Peter Paul Galligan
Born on 20 June 1888 in Carrigallen, Co. Leitrim, Galligan attended school at St. Patrick’s in Cavan. He went to Dublin in 1907 to serve his time as a draper and joined the I.R.B. in 1910. He joined the Irish Volunteers after its formation in 1913. He took part in the Howth gun running in 1914 and was later appointed Captain of G Company 2nd Battalion Dublin Brigade. Robert Monteith of Wicklow and Ned Daly (1916 Leader) were among his superiors at this time. He was on guard duty at O’Donovan Rossa’s funeral in 1915 while a staff officer to Thomas McDonagh who was then Director of Training.
After a dispute within the Enniscorthy Volunteers in 1915, Galligan took charge of the advanced training of the unit who were considered to be the finest in Co. Wexford. There he took up a job in Bolger’s Drapery.
On Easter Saturday he travelled to Dublin to get clarification from the leaders due to the confusion whether the Rising would take place or not. On Easter Monday he was instructed by James Connolly to go back to Enniscorthy and hold the railway line to hinder the transport of British troops potentially arriving from Wexford.
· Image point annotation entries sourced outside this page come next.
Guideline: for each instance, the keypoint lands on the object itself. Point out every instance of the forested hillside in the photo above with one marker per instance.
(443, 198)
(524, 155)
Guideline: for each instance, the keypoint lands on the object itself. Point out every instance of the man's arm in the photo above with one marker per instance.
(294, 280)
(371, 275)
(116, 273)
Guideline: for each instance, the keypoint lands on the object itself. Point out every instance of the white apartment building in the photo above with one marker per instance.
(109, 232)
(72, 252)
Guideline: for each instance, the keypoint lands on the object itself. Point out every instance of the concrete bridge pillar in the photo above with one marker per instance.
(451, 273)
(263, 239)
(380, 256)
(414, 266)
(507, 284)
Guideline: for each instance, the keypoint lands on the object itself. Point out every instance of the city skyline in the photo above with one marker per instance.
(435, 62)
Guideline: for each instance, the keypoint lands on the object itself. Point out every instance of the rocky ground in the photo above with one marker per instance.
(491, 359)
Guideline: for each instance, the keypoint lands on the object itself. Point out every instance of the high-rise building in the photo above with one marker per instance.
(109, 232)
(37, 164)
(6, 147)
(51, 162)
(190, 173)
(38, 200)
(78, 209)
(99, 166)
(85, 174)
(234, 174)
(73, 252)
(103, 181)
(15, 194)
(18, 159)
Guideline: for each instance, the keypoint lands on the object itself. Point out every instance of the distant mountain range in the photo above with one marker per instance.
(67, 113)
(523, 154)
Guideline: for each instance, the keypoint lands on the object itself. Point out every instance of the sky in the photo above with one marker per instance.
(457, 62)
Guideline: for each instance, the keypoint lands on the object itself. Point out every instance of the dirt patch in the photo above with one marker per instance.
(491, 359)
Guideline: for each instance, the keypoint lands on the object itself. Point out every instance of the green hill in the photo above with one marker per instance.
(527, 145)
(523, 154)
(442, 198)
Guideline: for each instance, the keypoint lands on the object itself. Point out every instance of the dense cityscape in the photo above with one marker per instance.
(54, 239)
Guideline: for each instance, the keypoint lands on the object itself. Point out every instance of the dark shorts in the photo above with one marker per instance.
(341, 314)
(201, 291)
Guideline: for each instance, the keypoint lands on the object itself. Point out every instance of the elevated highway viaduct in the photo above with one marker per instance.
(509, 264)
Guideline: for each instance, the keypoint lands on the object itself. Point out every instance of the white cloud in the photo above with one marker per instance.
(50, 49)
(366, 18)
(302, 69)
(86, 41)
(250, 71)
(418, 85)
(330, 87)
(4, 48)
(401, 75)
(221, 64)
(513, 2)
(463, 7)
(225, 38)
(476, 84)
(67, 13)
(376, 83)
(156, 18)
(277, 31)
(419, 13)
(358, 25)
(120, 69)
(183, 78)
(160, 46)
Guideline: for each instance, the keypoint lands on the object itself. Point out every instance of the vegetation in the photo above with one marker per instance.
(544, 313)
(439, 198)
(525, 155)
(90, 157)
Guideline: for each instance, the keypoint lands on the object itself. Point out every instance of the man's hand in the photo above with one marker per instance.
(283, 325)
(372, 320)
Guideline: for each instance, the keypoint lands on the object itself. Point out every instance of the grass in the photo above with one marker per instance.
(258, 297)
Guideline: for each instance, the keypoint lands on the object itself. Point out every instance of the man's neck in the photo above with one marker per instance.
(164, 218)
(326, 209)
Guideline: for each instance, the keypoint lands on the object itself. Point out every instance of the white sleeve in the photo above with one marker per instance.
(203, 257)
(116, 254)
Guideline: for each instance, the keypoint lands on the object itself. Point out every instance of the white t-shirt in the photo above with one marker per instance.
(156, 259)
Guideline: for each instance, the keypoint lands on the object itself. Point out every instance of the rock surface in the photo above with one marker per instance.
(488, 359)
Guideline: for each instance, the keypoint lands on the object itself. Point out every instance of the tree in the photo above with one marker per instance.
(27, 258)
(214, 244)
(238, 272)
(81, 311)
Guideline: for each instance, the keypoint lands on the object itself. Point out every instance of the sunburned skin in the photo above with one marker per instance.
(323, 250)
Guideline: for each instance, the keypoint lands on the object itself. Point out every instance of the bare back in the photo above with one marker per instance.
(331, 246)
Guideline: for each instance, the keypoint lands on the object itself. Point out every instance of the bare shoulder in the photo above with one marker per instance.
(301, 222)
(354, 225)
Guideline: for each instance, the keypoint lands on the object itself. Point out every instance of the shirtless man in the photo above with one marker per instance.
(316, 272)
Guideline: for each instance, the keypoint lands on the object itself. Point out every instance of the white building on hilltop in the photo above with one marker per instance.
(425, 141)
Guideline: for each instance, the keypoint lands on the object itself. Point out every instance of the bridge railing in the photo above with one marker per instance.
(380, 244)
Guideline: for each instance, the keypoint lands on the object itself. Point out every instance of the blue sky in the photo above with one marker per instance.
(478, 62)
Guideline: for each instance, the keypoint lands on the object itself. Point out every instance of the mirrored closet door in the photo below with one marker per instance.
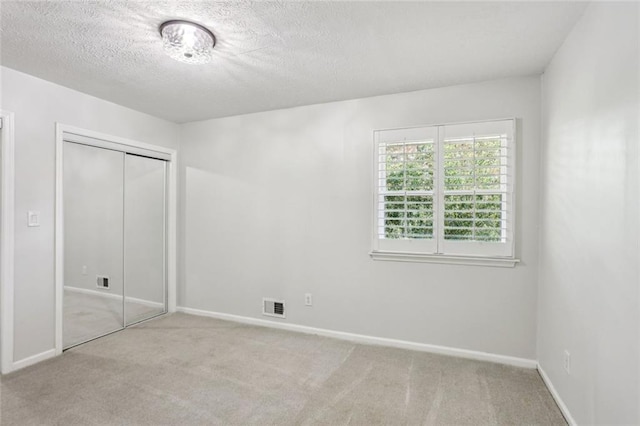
(114, 240)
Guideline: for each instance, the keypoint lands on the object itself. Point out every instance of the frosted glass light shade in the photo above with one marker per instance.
(187, 42)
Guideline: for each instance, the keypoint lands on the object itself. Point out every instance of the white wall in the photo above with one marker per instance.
(279, 204)
(37, 105)
(589, 297)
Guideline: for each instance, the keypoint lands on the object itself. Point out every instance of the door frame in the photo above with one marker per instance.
(172, 215)
(7, 241)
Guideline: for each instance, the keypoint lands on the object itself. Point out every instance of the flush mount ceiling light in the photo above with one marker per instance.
(187, 42)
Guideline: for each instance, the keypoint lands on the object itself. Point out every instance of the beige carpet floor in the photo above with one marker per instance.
(187, 370)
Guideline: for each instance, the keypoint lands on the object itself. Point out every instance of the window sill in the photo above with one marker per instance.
(499, 262)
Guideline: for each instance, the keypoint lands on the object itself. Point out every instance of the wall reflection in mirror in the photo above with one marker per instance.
(114, 241)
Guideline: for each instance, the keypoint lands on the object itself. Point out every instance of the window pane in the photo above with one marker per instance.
(408, 216)
(407, 166)
(474, 217)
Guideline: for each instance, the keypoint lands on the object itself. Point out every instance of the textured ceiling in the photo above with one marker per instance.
(273, 55)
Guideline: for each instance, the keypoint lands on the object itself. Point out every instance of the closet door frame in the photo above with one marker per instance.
(101, 140)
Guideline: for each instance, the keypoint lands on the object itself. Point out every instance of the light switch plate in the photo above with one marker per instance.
(33, 218)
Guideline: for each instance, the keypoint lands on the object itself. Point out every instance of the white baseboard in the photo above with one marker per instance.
(369, 340)
(98, 293)
(34, 359)
(556, 396)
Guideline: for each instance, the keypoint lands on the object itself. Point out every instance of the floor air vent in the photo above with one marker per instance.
(273, 308)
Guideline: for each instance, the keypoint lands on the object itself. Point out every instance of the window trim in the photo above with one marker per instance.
(409, 250)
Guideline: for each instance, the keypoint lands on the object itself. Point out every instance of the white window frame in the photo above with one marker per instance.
(439, 250)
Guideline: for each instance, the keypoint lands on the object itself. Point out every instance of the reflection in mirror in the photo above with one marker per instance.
(144, 238)
(93, 242)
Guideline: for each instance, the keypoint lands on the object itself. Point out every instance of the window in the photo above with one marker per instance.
(445, 190)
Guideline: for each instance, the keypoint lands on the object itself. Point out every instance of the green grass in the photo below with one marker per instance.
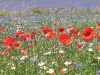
(89, 66)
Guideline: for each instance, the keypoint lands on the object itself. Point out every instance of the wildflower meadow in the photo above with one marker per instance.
(50, 45)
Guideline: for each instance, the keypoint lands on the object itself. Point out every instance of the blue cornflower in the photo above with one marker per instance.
(98, 72)
(78, 65)
(33, 59)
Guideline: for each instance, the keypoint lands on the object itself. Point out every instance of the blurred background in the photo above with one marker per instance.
(26, 5)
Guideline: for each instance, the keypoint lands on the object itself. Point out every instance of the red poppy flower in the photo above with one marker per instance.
(17, 45)
(31, 46)
(26, 37)
(70, 27)
(88, 34)
(74, 32)
(24, 52)
(15, 20)
(65, 39)
(9, 42)
(33, 34)
(45, 31)
(2, 29)
(19, 34)
(51, 35)
(79, 47)
(55, 24)
(61, 29)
After the surrender of the Enniscorthy Volunteers (one of the last in the country), Galligan was subsequently arrested and sentenced to five years penal servitude. He was interned in Dartmoor prison in England together with Eamon De Valera, Thomas Ashe and Eoin McNeill, all in solitary confinement. Later he served in Lewes Jail and then in Parkhurst before being released in 1917.